Librarian Melanie Obertine and St. John's Catholic School students are all smiles as they receive 80+ books donated by the Napa Valley Republican Women Federated (CA) as part of its children's literacy reading program.
Possessing the ability to read and write is fundamental. It makes learning possible, inevitable and infinite. For this reason, fostering literacy has long been a priority of the National Federation of Republican Women, and several literacy programs have been developed to achieve this goal.
Over the past 50 years, the NFRW and its members have donated thousands of books each year to libraries, schools, hospitals and other public institutions through our Mamie Eisenhower Library Project (MELP). Since 2002, Federation members have donated more than 300,000 dictionaries to school children through the Dictionary Project.
The NFRW has designated September as Literacy Month. Working in concert with the Barbara Bush Foundation for Family Literacy, the NFRW asks Republican women's clubs to participate by sharing the community literacy projects they have sponsored in the past year. Suggested activities and projects are provided by the NFRW Literacy Committee.
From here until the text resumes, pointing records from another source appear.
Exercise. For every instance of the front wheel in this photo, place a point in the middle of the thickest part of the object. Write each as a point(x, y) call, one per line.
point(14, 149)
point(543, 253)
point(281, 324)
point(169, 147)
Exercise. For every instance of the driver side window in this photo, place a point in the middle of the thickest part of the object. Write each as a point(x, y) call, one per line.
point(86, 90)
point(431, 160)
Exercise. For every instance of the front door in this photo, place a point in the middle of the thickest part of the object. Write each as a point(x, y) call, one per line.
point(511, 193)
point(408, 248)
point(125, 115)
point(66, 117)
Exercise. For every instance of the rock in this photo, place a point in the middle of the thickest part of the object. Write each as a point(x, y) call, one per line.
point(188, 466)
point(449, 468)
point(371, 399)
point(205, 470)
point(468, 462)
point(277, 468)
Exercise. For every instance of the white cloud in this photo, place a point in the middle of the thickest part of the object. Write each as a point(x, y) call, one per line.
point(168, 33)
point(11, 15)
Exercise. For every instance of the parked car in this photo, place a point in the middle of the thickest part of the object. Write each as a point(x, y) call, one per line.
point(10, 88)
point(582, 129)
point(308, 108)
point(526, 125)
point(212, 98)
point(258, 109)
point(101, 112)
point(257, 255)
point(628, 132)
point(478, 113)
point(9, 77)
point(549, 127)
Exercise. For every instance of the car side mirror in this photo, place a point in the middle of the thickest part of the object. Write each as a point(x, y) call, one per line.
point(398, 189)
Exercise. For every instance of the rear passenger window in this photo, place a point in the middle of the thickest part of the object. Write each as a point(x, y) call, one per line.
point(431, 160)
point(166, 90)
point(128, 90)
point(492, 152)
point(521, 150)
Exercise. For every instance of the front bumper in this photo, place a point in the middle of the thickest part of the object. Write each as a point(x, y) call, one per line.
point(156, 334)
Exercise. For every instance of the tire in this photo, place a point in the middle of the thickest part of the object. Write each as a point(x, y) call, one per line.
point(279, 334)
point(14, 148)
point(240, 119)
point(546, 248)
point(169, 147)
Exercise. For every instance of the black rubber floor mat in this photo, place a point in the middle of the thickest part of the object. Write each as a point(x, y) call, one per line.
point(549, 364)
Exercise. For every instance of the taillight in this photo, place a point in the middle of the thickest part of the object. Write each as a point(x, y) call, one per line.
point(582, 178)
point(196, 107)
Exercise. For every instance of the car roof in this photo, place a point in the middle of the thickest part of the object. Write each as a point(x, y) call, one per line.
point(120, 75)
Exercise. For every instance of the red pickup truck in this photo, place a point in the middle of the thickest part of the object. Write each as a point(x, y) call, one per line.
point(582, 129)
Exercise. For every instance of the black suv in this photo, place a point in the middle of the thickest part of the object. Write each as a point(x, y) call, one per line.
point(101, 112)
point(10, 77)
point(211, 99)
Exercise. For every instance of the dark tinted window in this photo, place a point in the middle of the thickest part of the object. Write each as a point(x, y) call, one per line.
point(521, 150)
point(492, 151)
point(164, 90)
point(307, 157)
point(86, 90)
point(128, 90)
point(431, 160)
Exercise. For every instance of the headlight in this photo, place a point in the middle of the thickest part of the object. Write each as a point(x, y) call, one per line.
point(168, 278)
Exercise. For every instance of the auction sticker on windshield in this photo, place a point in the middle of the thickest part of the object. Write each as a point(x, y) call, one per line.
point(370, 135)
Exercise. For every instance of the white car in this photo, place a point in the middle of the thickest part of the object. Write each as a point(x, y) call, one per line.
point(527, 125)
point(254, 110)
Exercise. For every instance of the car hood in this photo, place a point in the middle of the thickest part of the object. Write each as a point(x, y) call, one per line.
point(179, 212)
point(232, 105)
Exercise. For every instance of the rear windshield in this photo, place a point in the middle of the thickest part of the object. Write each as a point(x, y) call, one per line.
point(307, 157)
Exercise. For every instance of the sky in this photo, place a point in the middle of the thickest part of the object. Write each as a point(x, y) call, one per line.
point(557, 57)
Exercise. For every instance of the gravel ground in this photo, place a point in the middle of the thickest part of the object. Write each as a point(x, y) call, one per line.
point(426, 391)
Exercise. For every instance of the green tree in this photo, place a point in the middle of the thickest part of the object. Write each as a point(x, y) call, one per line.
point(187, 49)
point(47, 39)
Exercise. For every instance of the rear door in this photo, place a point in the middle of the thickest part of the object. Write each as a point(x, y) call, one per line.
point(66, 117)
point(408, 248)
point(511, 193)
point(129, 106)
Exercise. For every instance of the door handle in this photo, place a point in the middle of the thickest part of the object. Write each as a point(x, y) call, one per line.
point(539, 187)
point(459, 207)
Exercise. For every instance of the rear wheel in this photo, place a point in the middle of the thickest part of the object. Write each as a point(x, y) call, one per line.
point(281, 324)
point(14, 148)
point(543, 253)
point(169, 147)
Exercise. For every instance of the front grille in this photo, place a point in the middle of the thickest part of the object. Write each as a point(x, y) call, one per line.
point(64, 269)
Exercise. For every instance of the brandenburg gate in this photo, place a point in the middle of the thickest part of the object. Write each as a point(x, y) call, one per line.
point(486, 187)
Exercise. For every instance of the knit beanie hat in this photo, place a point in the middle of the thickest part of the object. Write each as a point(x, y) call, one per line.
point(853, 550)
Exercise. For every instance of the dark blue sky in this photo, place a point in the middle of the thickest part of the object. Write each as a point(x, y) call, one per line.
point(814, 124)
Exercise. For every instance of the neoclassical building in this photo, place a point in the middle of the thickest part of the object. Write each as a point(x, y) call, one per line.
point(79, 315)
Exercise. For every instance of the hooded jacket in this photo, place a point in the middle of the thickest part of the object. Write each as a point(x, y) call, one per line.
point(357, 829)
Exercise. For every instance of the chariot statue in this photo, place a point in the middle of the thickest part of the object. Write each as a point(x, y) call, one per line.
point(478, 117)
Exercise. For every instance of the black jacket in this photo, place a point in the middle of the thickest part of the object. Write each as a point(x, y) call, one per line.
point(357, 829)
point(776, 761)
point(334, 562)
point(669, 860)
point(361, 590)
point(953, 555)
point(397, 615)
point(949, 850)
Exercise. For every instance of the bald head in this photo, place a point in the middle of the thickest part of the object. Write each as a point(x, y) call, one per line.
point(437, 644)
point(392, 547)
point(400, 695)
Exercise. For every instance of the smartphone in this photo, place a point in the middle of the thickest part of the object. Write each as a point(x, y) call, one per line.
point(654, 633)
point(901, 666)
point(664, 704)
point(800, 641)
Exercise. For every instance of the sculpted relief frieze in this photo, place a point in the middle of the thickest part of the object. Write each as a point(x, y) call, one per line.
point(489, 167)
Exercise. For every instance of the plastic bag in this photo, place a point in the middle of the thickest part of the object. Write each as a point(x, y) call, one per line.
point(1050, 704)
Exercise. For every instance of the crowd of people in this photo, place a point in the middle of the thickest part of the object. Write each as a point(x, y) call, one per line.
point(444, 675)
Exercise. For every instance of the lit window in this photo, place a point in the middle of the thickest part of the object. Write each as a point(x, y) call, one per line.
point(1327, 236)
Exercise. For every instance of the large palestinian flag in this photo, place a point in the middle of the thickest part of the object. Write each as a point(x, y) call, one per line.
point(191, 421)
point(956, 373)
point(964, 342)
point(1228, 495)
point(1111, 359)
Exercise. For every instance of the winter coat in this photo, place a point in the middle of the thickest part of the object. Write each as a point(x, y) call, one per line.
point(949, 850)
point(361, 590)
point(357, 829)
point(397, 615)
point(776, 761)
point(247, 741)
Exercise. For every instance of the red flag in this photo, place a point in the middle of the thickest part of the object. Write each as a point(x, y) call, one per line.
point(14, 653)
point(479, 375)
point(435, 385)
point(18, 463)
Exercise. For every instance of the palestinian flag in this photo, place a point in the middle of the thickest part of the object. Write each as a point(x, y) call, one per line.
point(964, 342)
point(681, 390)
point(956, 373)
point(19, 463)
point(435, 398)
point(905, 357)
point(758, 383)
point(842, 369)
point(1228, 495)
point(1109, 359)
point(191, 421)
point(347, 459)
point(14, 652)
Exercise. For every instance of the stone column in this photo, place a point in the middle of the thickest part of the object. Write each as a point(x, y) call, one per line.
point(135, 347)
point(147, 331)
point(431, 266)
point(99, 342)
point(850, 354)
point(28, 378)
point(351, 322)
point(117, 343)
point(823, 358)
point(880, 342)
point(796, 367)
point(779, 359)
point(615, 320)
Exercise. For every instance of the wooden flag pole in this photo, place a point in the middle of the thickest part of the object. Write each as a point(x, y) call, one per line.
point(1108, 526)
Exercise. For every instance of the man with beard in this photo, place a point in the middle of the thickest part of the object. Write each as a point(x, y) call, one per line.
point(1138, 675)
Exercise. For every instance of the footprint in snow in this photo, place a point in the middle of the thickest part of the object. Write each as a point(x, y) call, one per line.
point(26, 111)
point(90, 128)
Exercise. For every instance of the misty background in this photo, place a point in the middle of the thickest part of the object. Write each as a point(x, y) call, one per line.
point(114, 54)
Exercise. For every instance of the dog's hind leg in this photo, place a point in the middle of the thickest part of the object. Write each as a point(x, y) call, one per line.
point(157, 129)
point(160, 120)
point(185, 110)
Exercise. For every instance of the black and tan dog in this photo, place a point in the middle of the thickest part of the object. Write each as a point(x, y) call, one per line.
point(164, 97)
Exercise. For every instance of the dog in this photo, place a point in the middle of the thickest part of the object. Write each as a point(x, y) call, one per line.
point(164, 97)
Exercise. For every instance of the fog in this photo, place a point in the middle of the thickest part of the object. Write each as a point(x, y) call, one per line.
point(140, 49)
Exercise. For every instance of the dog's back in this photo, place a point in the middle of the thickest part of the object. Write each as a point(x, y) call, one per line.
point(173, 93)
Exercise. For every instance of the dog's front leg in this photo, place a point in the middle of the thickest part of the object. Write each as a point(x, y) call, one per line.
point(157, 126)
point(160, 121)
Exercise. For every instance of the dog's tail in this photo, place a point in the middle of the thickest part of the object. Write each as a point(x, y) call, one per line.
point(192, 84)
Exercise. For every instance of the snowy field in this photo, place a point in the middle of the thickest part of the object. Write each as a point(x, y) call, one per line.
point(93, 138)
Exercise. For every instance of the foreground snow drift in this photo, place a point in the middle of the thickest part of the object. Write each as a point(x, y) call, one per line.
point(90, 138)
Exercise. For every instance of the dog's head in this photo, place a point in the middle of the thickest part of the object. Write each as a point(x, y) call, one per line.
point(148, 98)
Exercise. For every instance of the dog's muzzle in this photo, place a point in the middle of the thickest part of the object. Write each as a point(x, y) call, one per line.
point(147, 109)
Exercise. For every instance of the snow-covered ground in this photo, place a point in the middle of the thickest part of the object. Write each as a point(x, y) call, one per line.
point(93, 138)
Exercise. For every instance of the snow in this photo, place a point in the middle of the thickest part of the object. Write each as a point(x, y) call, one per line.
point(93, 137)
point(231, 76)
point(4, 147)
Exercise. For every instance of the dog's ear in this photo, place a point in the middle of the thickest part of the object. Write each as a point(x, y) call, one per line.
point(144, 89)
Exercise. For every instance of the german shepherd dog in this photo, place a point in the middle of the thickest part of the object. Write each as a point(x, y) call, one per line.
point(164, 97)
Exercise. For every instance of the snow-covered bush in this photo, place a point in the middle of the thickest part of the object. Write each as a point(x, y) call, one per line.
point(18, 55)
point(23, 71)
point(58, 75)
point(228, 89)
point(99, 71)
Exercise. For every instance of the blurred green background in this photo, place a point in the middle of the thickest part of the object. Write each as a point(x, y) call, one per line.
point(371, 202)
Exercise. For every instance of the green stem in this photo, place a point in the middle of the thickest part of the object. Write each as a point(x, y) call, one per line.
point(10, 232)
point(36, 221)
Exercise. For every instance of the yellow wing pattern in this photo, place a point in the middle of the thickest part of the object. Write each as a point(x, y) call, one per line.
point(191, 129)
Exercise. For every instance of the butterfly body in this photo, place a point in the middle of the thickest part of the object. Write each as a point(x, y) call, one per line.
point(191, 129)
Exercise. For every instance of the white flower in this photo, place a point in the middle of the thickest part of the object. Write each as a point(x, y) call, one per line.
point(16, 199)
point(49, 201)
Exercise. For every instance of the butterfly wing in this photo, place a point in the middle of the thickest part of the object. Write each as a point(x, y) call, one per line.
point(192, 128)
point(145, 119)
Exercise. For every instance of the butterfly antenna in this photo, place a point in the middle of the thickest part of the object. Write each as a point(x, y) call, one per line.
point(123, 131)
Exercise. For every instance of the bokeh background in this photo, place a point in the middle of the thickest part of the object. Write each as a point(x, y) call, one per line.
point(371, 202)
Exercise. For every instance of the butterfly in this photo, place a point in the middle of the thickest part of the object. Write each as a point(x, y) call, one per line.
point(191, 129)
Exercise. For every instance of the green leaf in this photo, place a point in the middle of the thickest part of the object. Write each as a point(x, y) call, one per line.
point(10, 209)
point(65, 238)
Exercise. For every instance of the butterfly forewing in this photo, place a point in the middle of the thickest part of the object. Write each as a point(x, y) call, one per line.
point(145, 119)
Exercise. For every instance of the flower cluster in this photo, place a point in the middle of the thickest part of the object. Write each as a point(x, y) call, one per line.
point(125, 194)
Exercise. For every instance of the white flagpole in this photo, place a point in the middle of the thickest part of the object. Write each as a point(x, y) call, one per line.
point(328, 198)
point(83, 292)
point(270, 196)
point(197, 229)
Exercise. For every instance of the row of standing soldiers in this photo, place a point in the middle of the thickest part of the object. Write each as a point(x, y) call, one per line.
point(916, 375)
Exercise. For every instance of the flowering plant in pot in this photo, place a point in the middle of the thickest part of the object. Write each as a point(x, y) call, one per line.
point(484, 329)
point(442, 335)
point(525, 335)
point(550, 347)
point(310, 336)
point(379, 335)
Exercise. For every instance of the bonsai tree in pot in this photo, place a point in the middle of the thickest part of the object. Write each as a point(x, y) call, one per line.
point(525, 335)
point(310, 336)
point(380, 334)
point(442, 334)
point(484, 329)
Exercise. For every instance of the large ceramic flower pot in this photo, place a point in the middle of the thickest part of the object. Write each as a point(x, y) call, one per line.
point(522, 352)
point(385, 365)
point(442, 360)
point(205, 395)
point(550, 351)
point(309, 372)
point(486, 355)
The Red Shoe Book Club is a way for local clubs to explore and discuss books, and publish book reviews in monthly newsletters and on club websites. To form a Red Shoe Book Club, participants should designate a time and place and select books from the MELP lists to read, discuss and share. Related materials, including the Red Shoe Book Club logo (which can be used on club promotional materials), are available in the Member Center Digital Resource Library.
With our commitment to literacy, we have adopted education as one of our primary issue focuses. Our goal is to improve public education and literacy by advocating grassroots support for education reform and taking direct action to improve literacy. We use our network of members to promote high standards, accountability, flexibility, local control of schools, and early reading initiatives.
Whether donating a book, volunteering to mentor or read to children, or acting as a literacy/education advocate, each of us has something of value to contribute to the literacy effort. By continuing to work together on this critical issue, we can ensure an educated citizenry of the future.